In [5]:
import types
from __future__ import annotations

In [62]:
class Node:
  def __init__(self, value: float) -> None:
    self.name: str = ""
    self.value: float = value

    self.parents: tuple[Node, Node] = (None, None)
    self.gradient: float = 0
    self._backward: function = lambda *args: None

    self.visited = False # makes dfs more efficient
  
  def __add__(self, other: Node | float) -> Node:
    other = other if type(other) is Node else Node(other)
    child = Node(self.value + other.value)
    child.parents = (self, other)
    def _backward(): # accumulates gradients of parents
      self.gradient += 1 * child.gradient # local derivative * global derivative
      other.gradient += 1 * child.gradient
    child._backward = _backward
    return child
  
  def __radd__(self, other: Node | float) -> Node:
    return self.__add__(other)
  
  def __sub__(self, other: Node | float) -> Node:
    other = other if type(other) is Node else Node(other)
    child = Node(self.value - other.value)
    child.parents = (self, other)
    def _backward():
      self.gradient += 1 * child.gradient
      other.gradient += -1 * child.gradient
    child._backward = _backward
    return child
  
  def __mul__(self, other: Node | float) -> Node:
    other = other if type(other) is Node else Node(other)
    child = Node(self.value * other.value)
    child.parents = (self, other)
    def _backward():
      self.gradient += other.value * child.gradient
      other.gradient += self.value * child.gradient
    child._backward = _backward
    return child

  def topological_sort(self) -> list[Node]: # reverse dfs
    dfs_sort: list[Node] = []
    def dfs(node: Node) -> None:
      if node.parents[0]:
        dfs(node.parents[0])
      if node.parents[1]:
        dfs(node.parents[1])
      if not node.visited:
        dfs_sort.append(node); node.visited = True
    dfs(self); return list(reversed(dfs_sort))
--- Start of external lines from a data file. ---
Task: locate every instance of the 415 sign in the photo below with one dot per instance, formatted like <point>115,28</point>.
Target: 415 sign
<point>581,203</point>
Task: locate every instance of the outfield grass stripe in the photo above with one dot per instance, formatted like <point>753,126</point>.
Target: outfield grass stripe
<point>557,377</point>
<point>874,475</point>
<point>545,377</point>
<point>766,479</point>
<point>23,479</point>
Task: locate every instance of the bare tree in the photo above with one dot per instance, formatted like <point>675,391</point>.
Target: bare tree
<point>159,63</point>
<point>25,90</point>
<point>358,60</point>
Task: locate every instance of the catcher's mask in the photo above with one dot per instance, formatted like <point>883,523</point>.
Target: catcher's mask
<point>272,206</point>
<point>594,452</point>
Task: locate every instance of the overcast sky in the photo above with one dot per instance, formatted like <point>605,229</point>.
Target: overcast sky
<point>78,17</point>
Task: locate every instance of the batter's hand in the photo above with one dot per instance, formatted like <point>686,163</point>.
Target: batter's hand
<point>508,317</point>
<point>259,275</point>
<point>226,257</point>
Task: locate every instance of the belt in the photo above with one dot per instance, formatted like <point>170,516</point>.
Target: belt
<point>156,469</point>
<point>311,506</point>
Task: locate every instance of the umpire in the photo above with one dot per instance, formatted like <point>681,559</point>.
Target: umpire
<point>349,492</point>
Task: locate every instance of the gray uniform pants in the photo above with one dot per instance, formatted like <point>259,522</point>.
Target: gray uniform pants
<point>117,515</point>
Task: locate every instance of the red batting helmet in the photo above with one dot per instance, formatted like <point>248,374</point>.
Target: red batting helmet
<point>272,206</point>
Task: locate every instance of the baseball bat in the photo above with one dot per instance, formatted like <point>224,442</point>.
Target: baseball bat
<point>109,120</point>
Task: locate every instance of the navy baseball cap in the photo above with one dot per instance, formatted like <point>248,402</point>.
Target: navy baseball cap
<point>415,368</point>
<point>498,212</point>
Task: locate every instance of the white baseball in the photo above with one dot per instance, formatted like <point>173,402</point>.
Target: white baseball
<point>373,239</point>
  def backward(self) -> None:
    self.gradient = 1 # derivative w.r.t to this node
    for node in self.topological_sort():
      node._backward()
      print(node.name, node.value, node.gradient)

  def zero_grad(self) -> None:
    self.grad = 0
    self.visited = False

  def __repr__(self) -> str:
    return f"Scalar(name={self.name}, value={self.value})"

In [63]:
a = Node(3); a.name = "a"
b = Node(2); b.name = "b"
c = Node(-1); c.name = "c"
d = Node(4); d.name = "d"
e = a * b; e.name = "e"
f = e + c; f.name = "f"
g = f * d; g.name = "g"
h = g + g; h.name = "h"
l = h + a; l.name = "l"
l.backward()

l 43 1
h 40 1
g 20 2
d 4 10
f 5 8
c -1 8
e 6 8
b 2 24
a 3 17


In [30]:
dfs_traversal = []
def dfs(node: Node) -> Node: 
  if node.parents[0]:
    dfs(node.parents[0])
  if node.parents[1]:
    dfs(node.parents[1])

  if not node.visited:
    dfs_traversal.append(node)
    node.visited = True

dfs(l)
print(list(reversed(dfs_traversal)))
# only call a node's _backward() when gradients have been fully accumulated

[Scalar(name=l, value=43), Scalar(name=h, value=40), Scalar(name=g, value=20), Scalar(name=d, value=4), Scalar(name=f, value=5), Scalar(name=c, value=-1), Scalar(name=e, value=6), Scalar(name=b, value=2), Scalar(name=a, value=3)]